イノベーション部門賞は、『温かいテクノロジー』でした。

林要『温かいテクノロジー』(ライツ社)
林要『温かいテクノロジー』(ライツ社)

あなたは、家族型ロボット「LOVOT(らぼっと)」を知っていますか?

LOVOTのキャッチコピーは「愛されるために生まれてきた世界初のロボット」。丸みのあるフォルムにくりんとした目、体温を感じるあたたかさから、誰もがつい「かわいい!」と言ってしまうようなロボットです。本書では、そんなLOVOTの開発ストーリーや開発者たちがLOVOTにかける想いが語られます。

これまでのロボット開発では、一般的に「生産性や利便性の向上」が追求されていました。一方でLOVOTは、人に手をかけることを要求する、生産性や利便性の向上とは対照的な存在である点が特徴です。

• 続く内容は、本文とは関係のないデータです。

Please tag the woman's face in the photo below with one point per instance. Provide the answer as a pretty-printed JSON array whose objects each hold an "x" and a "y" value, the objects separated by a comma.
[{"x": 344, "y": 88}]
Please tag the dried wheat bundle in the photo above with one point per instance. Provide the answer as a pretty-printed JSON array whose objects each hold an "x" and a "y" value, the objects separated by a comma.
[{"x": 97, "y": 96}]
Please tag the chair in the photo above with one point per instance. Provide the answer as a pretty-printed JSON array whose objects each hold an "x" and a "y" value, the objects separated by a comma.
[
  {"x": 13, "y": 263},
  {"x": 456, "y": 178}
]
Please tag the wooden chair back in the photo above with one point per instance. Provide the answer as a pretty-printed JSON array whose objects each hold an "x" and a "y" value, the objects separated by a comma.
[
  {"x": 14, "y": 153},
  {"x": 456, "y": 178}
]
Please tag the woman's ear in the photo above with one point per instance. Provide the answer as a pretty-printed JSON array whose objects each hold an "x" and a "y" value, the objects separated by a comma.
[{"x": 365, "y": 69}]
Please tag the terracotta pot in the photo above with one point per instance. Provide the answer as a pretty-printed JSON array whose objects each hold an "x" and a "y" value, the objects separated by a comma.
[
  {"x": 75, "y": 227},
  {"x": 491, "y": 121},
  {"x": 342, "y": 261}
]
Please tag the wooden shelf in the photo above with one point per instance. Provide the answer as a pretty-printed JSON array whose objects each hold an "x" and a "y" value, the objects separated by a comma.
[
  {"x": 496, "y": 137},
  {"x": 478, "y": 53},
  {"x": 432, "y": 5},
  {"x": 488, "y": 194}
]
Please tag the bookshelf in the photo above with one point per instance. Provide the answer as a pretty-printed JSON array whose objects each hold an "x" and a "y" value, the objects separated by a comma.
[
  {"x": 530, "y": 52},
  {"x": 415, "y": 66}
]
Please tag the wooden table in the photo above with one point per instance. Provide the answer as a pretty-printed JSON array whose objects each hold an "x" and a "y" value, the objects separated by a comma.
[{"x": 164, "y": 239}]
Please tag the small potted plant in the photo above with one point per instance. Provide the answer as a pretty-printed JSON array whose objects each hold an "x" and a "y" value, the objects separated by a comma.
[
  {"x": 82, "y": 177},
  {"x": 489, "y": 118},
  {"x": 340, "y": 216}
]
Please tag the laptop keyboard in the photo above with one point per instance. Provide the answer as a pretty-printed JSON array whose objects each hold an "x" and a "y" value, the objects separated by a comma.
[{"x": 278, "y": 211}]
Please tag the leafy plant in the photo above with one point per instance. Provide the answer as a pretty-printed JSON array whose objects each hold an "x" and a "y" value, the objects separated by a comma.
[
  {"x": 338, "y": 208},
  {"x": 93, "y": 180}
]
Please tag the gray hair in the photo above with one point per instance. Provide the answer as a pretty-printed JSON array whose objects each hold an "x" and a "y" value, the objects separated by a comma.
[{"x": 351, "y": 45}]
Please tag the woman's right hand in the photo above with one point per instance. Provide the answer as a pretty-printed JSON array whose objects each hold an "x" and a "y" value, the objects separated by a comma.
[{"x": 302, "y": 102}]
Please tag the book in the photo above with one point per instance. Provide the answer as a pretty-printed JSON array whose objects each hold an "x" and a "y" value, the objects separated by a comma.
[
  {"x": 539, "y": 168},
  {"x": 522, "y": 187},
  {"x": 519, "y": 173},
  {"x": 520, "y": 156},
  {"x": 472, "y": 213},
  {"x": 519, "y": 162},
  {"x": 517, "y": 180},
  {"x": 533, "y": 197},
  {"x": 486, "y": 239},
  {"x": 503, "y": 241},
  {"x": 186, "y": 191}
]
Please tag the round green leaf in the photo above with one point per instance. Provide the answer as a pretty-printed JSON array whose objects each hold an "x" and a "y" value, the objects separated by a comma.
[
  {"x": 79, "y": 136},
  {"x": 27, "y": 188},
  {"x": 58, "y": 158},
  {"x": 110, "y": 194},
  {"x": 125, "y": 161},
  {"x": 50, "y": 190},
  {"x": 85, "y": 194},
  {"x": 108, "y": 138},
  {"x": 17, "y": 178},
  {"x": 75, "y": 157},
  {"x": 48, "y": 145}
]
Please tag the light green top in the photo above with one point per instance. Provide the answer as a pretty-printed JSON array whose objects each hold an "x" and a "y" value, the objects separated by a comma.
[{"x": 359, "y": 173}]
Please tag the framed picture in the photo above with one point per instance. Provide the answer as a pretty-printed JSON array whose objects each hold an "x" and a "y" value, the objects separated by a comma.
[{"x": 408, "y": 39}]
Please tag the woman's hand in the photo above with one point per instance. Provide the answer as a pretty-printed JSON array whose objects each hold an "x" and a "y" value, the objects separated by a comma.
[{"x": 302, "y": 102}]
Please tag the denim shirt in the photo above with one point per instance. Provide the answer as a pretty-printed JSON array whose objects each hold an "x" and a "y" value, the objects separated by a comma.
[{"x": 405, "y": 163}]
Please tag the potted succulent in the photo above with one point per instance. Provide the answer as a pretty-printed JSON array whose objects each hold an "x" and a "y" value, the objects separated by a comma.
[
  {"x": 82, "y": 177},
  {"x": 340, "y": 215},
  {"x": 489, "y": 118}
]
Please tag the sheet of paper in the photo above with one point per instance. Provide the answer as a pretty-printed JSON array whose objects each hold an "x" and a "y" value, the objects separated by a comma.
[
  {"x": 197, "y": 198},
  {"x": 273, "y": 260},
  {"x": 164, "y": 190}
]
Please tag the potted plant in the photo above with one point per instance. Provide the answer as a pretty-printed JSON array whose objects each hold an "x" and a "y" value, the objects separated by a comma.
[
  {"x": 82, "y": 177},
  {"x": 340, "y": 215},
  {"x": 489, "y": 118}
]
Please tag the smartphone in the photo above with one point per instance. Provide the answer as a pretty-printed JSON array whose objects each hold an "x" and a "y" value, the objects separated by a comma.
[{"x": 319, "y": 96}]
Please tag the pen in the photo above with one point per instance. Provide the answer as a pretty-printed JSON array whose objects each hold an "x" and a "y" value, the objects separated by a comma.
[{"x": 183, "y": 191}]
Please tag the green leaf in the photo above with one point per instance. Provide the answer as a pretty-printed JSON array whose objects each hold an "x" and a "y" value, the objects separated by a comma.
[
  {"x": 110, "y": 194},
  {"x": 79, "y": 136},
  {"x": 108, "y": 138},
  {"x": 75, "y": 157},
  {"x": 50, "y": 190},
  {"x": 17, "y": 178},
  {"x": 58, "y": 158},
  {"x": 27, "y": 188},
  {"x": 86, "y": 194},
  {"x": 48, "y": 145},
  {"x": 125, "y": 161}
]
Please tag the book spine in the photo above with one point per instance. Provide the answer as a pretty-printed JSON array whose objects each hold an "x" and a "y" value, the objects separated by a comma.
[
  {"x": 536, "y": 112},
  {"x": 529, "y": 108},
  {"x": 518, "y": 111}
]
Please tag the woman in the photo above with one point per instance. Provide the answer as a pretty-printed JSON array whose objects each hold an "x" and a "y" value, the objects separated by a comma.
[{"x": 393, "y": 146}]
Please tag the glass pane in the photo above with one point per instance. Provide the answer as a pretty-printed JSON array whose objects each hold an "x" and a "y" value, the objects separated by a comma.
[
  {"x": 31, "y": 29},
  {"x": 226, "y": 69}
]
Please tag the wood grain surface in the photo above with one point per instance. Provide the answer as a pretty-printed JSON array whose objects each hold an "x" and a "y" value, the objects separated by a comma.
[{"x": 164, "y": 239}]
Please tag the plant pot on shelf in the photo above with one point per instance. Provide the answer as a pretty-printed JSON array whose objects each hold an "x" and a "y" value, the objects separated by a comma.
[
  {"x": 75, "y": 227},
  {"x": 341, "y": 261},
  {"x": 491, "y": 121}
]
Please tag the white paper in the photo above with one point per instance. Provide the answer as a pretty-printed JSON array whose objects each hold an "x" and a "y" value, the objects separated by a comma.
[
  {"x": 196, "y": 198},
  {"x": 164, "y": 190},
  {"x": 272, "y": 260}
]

人に手をかけることを要求する存在といえば、ペットを思い浮かべる人が多いでしょう。ペットもまた、人に手をかけることを要求し、その要求によって私たちを癒やしてくれる存在ですが、誰もがペットを飼えるわけではありません。

そこで生み出されたのがLOVOTです。そしてその背景には「生産性向上を目的としない温かいテクノロジーこそが、テクノロジーのイメージそのものを変えられるのではないだろうか」という著者、林要氏の想いがあります。

愛とは何か、感情とは何か、生命とは何か――。AI時代を生きる私たちに根源的な問いを投げかけてくれる、これまでにない一冊です。

自分にも相手にもメリットのある「任せ方」のコツ

マネジメント部門賞には『任せるコツ』が輝きました。

山本渉『任せるコツ』(すばる舎)
山本渉『任せるコツ』(すばる舎)

「この仕事、誰かに頼みたい。でも自分でやったほうが早いかな」
「誰かに手伝ってほしいけど、みんな忙しそうだ」
「こういうタスクは○○さんの得意分野だ。やってくれるかな……」

こんなふうに逡巡した結果、結局「自分でやる」を選んだことのある人は多いでしょう。本書はそんなビジネスパーソンに向けて、自分にとっても相手にとってもメリットのある「任せ方」を教えてくれる一冊です。

ポイントは、相手に気持ちよく引き受けてもらえるように、次の5つの要素を踏まえて依頼すること。

・意欲創出:相手がやりたいと思える文脈になっていること
・目的の明確化:なぜ必要なのか理由を伝えること
・欲求充足:利己的都合ではなく相手のメリットを示すこと
・選択肢の提示:断ったりスケジュールを変更したりする余白があること
・負担の配慮:負担を減らす工夫や相談の余地があること

また、単純に優秀な人やスケジュールが空いている人ではなく「意欲」と「適性」のある人に任せるという観点も重要です。本書では、意外と難しい「意欲」と「適性」の見極め方についても詳細に解説されています。

仕事はもちろん、家庭やPTAなどでも使える本書。頼み、頼まれることに苦手意識があるすべての人におすすめします。